Harrelson is laughing, but only half joking all the same when we meet at the Venice film festival. He’s full of laid-back bonhomie, wearing eco-friendly hemp chinos, a white T-shirt and a hipster beard. He’s been foregoing the pleasures of weed for some time now, but he remains, essentially, the most affable of dudes; the most right on of Hollywood’s elite; the walking embodiment, indeed, of all things not Trump.
He returns to the subject when we speak on the phone a few months later. He’s back in Maui, the paradise island he now calls home, explaining why Willie Nelson, his Maui neighbour and friend, would make a better leader than the “narcissist” currently in the White House (and he’s only half joking again).
Just last night, before our phone call, he and the country music legend had been hanging out, the latter trying to entice Woody to share a bong with him. “He was handing it to me and I was like, ‘Goddamn!
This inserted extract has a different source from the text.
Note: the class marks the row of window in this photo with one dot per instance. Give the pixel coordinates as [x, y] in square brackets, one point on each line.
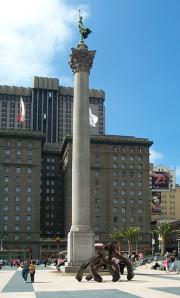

That smells good!’ But I didn’t.”
Before giving up, he says, he’d blurred the edges of an overly sensitive nature by existing in a perpetual weed-induced fog. “Whether it was a San Francisco fog or a London fog, there was always some level of fog going on. But now I want to get my head together. I want to see things clearly, to be aware and sensitive to what’s going on in my life and in the world, although I admit it’s tough sometimes.”
In a world in which celebrity is now micro-managed by agents and publicists, Harrelson is old school. He rarely takes offence at questions, answers honestly, is slow to big himself up, quick to put himself down, describing himself, for example, as “a pretty lazy guy, at heart”.
“To be honest with you, I could just lie in bed until 1pm and then mosey down and pick a mango or something, then go out with my buddies.” After our phone call, he’s off to the beach to kite surf before meeting his mates for a twice-weekly football kick-about.